Based on the Selenium_Yelp_Review_Scraping, I am trying to scrap Tripadvisor review. Find Elements did append 1 row. But nothing appended beyond that.

Any advice? Thank you.

Regards - Faiz

Selenium_Review_Scraping.knwf (667.9 KB)

qqilihq · May 8, 2020, 5:34pm

Hi Faiz,

the current CSS selector will only extract the first row, b/c it is too specific:

:nth-child(3) > .location-review-review-list-parts-SingleReview__mainCol--1hApa > .location-review-review-list-parts-ExpandableReview__containerStyles--1G0AE > ._2f_ruteS > .cPQsENeY > .location-review-review-list-parts-ExpandableReview__reviewText--gOmRC > span

The automatically generated CSS selectors are built in such a way that they match the item which you click in the browser, but nothing else.

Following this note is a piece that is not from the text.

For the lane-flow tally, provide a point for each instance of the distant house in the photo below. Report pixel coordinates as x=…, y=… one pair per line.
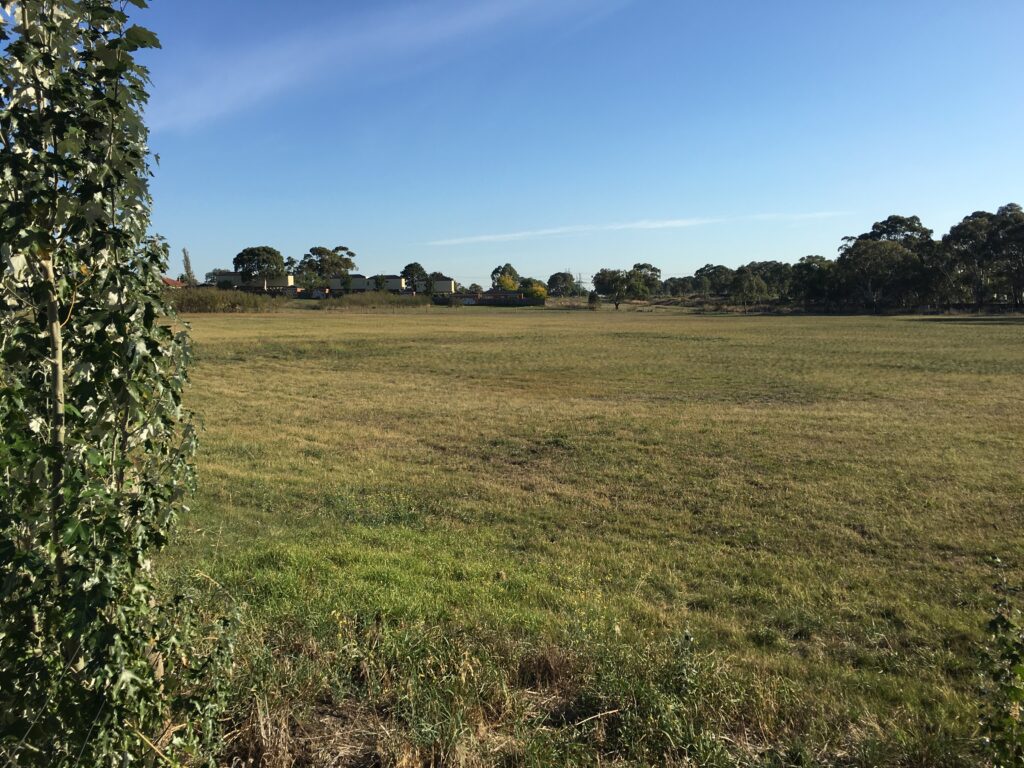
x=360, y=283
x=442, y=285
x=283, y=285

To make it work for all entries, you will have to modify it in a way to be more generic. The site’s class/ids attributes are not very “scraping friendly” – e.g. for location-review-review-list-parts-ExpandableReview__reviewText--gOmRC, the last part gOmRC will probably change every now and then, so you shouldn’t rely on this.

Looking at the DOM, there are some other “anchor points” which you can leverage:

I would suggest to extract the ancestor <div> with the attribute data-reviewid="XXXXXXXXXXXX" (note that the attribute value has some unique ID, but this doesn’t matter, we will jsut check whether the attribute is there, which should thus be more “robust” to changes) and work “downwards” from there. You can do this using div[data-reviewid] (which reads “a div with an attribute data-reviewid”), and from there on you can get straight to the <q> element div[data-reviewid] q.

For the given example, I get five results.

Does this help?

– Philipp

qqilihq · May 13, 2020, 2:17pm

@mfhilmi Any feedback? Did it work?

system · April 21, 2023, 9:38pm

This topic was automatically closed 90 days after the last reply. New replies are no longer allowed.